Der Mensch aber glaubt nur allzugern, was vor Augen steht. Die Jünger Jesu bilden da keine Ausnahme. Die Jünger glaubten nicht, in ihren Herzen war statt des Glaubens an Jesus eine schwarze Leere. Gewiss, sie sahen mit Jesus große, unfassbare Wunder, aber genauso sahen sie mit eigenen Augen den gefesselten, bis zur Unkenntlichkeit gegeißelten und dann am Kreuz verendenden Jesus. In ihrer Erinnerung fraß sich das Bild des grausam zugerichteten Meisters ein und ihr Verstand sagte, dass dies unmöglich der Herr der Welt und schon gar nicht der Sohn Gottes sein konnte. Ja, wenn er vom Kreuz herabgestiegen wäre, ja dann... Sie hatten schon manches erlebt, wo Jesus nicht eingriff. Aber dann tat er es doch und zerstreute ihre Zweifel. Doch diesmal geschah nichts. Gott ist tot, so würde viele hundert Jahre später ein nihilistischer Philosoph in eine Parkbank ritzen, Friedrich Nitzsche.

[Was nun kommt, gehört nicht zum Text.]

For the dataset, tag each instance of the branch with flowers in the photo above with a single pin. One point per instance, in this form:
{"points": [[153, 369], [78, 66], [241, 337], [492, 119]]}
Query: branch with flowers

  1. Der Unglaube zweiter Teil

Die Jünger glaubten nicht. Das änderte sich erst recht nicht, als aufgebrachte Frauen auf sie zugerannt kamen und ihnen sagten, dass Jesus lebe. Ihr Glaube keimte immer noch nicht, als nun zwei ehrenwerte, jüdische Männer erscheinen und die Aussagen der Frauen decken. Es blieb dabei. Sie glaubten es nicht. Wir werden an Goethes Faust erinnert, der seinen Protagonisten verweifelt ausrufen läßt: „Die Botschaft hör ich wohl, allein mir fehlt der Glaube!“

Warum glaubten die Jünger nicht? Vielleicht müssen wir zuerst nochmal klären, was wir unter Glauben verstehen, damit wir auch den Un-Glauben fassen können. Im landläufigen Sinn verstehen wir unter Glauben ein leicht unsicheres Führwahr-Halten. „Ich glaube schon, dass deine Mutter mit dem Zug kommt und nicht mit dem Auto“. Glaube kann auch heißen, dass man jemandem etwas zutraut: „Ich glaube fest daran, dass Du morgen den Wettkampf gewinnen wirst. Du schaffst es!“

Auch das Gegenteil dieses Glaubens ist uns geläufigt: „Wer einmal lügt, dem glaubt man nicht!“ Hier drückt der Unglaube ein zerstörtes Vertrauensverhältnis aus. Das heißt, man steht den Aussagen des Lügners etwas skeptisch gegenüber.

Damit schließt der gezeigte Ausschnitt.